Safety Is a Moving Target

Safety is, in a number of respects, a constantly moving target. As standards improve and concern for safety grows within a system, a larger number of events will come to be considered as safety issues. In a very real sense innovation and improving standards create new forms of harm in that there are new ways the healthcare system can fail patients.

In the 1950s many complications of healthcare were recognised, at least by some, but largely viewed as the inevitable consequences of medical intervention (Sharpe and Faden 1998). Gradually, certain types of incidents have come to seem both unacceptable and potentially preventable. The clearest example in recent times is healthcare-associated infection, which is no longer viewed as an unfortunate side effect of healthcare. With increased understanding of underlying processes, mechanisms of transmission and methods of prevention, coupled with major public and regulatory pressure, such infections are becoming unacceptable to both patients and professionals (Vincent and Amalberti 2015).

In the last 10 years, as more types of harm have come to be regarded as preventable, the perimeter of patient safety has expanded. A larger number of harmful events are now regarded as 'unacceptable'. In addition to infections we could now include, in the British NHS, pressure ulcers, falls, venous thromboembolism and catheter associated urinary tract infections. In the United Kingdom the Francis Report into Mid Staffordshire Hospitals NHS Trust highlighted additional risks to patients, such as malnutrition, dehydration and delirium all of which are now being viewed as safety issues. We should also consider adverse drug reactions in the community that cause admission to hospital, polypharmacy and general harm from overtreatment. All these, in the past, might have been regretted but are now receiving greater attention through being viewed under the safety umbrella.

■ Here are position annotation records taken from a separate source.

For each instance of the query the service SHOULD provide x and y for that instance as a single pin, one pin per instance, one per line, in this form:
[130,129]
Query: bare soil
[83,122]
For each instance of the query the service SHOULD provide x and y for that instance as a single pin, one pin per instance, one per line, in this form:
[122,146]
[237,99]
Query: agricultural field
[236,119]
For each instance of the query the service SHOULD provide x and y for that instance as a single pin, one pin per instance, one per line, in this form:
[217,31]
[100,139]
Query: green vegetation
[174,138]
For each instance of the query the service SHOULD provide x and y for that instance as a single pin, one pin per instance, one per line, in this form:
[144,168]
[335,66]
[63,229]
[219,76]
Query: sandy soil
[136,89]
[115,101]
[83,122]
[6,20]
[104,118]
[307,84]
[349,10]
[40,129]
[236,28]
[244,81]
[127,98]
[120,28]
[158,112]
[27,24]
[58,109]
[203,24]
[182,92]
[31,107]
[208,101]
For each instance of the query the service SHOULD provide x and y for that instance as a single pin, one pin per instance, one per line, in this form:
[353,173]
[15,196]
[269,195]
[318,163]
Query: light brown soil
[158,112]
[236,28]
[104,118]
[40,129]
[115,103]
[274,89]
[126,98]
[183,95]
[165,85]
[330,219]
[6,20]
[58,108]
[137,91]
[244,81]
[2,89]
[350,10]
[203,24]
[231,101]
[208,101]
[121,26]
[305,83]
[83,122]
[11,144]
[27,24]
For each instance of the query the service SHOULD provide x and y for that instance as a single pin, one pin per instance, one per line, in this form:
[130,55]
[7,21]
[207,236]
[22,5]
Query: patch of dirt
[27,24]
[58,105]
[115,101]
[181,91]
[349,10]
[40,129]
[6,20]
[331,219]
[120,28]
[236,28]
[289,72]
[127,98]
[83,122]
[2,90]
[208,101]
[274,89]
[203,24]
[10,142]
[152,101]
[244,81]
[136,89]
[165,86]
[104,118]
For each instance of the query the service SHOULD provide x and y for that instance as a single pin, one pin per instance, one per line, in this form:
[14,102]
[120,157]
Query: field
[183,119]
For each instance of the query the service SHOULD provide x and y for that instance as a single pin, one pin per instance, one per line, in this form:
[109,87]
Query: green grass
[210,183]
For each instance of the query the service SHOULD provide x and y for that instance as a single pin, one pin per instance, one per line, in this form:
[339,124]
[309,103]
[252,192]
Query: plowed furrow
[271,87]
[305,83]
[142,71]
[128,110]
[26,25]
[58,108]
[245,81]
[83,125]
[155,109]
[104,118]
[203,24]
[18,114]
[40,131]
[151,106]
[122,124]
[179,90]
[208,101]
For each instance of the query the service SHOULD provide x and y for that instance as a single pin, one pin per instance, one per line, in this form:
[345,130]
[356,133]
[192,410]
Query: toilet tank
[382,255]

The perimeter of safety is therefore expanding but this does not mean that healthcare is becoming less safe. A long-standing concern with safety in such specialties as anaesthesia and obstetrics is actually a marker of the high standards these specialties have achieved. Safety is an aspiration to better care and labelling an issue as a safety issue is a strongly motivational, sometimes emotional, plea that such outcomes cannot and should not be tolerated (Vincent and Amalberti 2015).